The Nation's Housing

Obama's Budget Seeks to Shrink Tax Benefits of Owning

By Kenneth R. Harney
Saturday, March 7, 2009

The cluster of special federal tax benefits and subsidies for homeowners has long seemed politically untouchable. Those include deductions for mortgage interest, local property taxes and capital gains exclusions on up to $500,000 in sale profits.

Is the Obama administration serious about beginning to limit at least some of these subsidies? The administration isn't commenting on anything beyond what was proposed in its first budget, submitted last week, but housing and banking trade groups are worried that the proposal to cut back on the ability of upper-income families to write off mortgage interest and other expenses is just the opening move in a longer-range effort to reform the federal tax code.

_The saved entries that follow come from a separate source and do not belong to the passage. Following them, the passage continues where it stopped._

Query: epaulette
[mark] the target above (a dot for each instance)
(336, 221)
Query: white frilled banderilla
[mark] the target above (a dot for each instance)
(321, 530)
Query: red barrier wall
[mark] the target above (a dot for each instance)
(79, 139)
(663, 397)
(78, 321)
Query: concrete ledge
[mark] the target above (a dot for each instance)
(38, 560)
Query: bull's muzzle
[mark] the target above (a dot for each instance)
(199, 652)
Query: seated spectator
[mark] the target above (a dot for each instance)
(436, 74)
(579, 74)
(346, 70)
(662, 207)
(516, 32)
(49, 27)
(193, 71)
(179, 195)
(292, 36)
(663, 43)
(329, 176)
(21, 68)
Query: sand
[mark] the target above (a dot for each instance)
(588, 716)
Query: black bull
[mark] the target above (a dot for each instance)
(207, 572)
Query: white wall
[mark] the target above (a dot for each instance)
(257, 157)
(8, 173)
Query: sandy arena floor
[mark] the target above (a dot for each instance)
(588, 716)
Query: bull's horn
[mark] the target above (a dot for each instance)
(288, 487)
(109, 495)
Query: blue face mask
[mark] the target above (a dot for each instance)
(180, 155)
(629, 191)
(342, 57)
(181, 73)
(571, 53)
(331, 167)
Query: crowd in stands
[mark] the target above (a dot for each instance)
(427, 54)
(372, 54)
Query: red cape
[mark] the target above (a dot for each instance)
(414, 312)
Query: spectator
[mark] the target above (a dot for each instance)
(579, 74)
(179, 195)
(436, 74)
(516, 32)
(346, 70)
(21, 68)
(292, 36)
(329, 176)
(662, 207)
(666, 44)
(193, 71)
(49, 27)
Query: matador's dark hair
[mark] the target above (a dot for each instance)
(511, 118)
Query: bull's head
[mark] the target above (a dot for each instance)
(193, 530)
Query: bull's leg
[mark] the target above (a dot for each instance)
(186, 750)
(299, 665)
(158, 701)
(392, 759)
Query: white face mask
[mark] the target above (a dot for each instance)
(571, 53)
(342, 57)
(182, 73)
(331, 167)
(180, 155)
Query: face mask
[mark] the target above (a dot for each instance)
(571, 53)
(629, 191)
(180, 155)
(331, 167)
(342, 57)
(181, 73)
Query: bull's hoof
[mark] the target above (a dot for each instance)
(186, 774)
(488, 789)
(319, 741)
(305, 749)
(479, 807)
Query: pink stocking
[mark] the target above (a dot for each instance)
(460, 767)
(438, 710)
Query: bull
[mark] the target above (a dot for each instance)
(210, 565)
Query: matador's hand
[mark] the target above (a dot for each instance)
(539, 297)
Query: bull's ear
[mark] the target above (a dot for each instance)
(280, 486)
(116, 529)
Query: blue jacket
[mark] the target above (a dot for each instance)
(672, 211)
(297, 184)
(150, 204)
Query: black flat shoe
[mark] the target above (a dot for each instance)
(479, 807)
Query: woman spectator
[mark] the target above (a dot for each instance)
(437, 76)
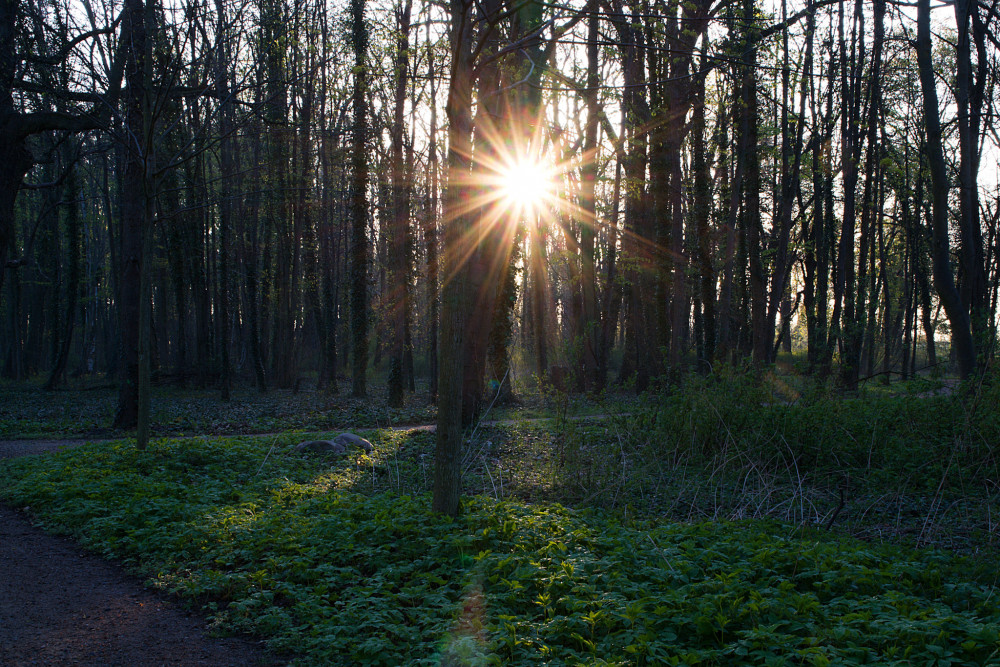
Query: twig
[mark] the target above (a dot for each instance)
(266, 457)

They also argue that because tax subsidies are now embedded in home prices in most segments of the market -- not just the upper end -- removing them even partially would cause housing values to drop across the spectrum.

What should homeowners make of all this? Is there a real possibility that Congress will take away tax breaks that millions of people have come to consider an essential part of the home-buying equation? Here's a quick overview of the issue:

-- What did the Obama budget propose specifically on mortgage interest and property tax deductions? Starting in 2011, homeowning households with adjusted gross incomes of $250,000 and above could take write-offs only at a 28 percent marginal tax bracket rate. To illustrate, say you're in the 35 percent bracket and have $20,000 of mortgage interest, property tax and charitable deductions, all of which are targeted in the Obama proposal. This year you would be able to write off 35 percent of the $20,000 -- $7,000. If you were capped at a 28 percent rate, you could write off only $5,600. Your tax bill would go up by $1,400.

-- Why cut these deductions? Very simply, to raise tax revenue so the government can spend the money elsewhere, such as for health care. Mortgage interest and property tax write-offs cost the Treasury massive amounts annually. In a report in October, the bipartisan congressional Joint Committee on Taxation estimated that in 2009, the mortgage interest deduction alone would cost the government $89.4 billion in forgone taxes. From 2008 to 2012, according to the committee, the interest write-off in its current form will cost the Treasury $443.6 billion. Property tax deductions will cost an additional $112 billion over the same period.

-- What impact might these -- and possibly further-reaching future changes -- have on the housing market? Home building, real estate brokerage and banking industry leaders passionately oppose the deduction cutbacks because, they say, they could lower property values and are ill-timed in terms of the vulnerable state of the market.

John Courson, president of the Mortgage Bankers Association, said that even two years in advance of the actual starting date of the Obama plan, buyers will start "pricing in" the lower tax benefits -- discounting what they are willing to pay for a house given lower future deductions.

Lawrence Yun, chief economist for the National Association of Realtors, said the devaluation ripple effect would extend to the lower- and middle-income segments.